# Community pot or little individual pots for Paph seedlings?



## Delilah (Sep 11, 2013)

I have had my new (my first!) little Paph seedlings for one week now - five mixed 'Maudiae types' and one spicerianum. They arrived in tiny 5cm clear pots. 

It seems to me that they would be safer together in a larger community pot, which would be less vulnerable to drying out and will give their roots more options to find conditions they like. They also wouldn't fall over when I...oh, I don't know, _blink_ too hard! They are very tricky to clean around too.
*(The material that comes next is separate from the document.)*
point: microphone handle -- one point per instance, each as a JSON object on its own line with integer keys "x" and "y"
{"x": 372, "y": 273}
What do you think? Is it good/OK/bad to collate these 7-8cm babies into one larger, more stable pot?


----------



## Trithor (Sep 12, 2013)

Are the Maudiae types named? I assume they are all different, if so, the risk of mixing them up in a com pot will be too high. Get a multicavity (small 8 or 12) seedling tray and place the pots as are into the cavities. Makes for easy handling, and they don't fall over anymore. You might have to look at a few different brands to find the right tray. Take a clear plastic dome from a food container (the top of a cake container from a local supermarket usually works we'll) to cover the plants in their tray and keep the humidity up. Others might have a different take on the situation, but that is what I would do ( a 8 cavity seedling tray will convince you to buy 8 seedlings rather than 6 next time, a 25% improvement in purchasing, your collection will grow that much faster!)


----------



## Delilah (Sep 12, 2013)

I couldn't wait. I compromised, creating two medium sized pots of three each. 

I'm glad I did this because I now know that, with only one exception, the roots on these seedlings are absolute rubbish! I feel good to have given them some fresh, varied media, and dilute natural fertiliser. 

I hope they do OK.


----------



## Trithor (Sep 12, 2013)

Photo?


----------



## NYEric (Sep 12, 2013)

Good luck. Keep them humid but dont let water sit in the crowns and rot develope.


----------



## Eric Muehlbauer (Sep 12, 2013)

Don't give any fertilizer until you know they have fresh, growing roots.


----------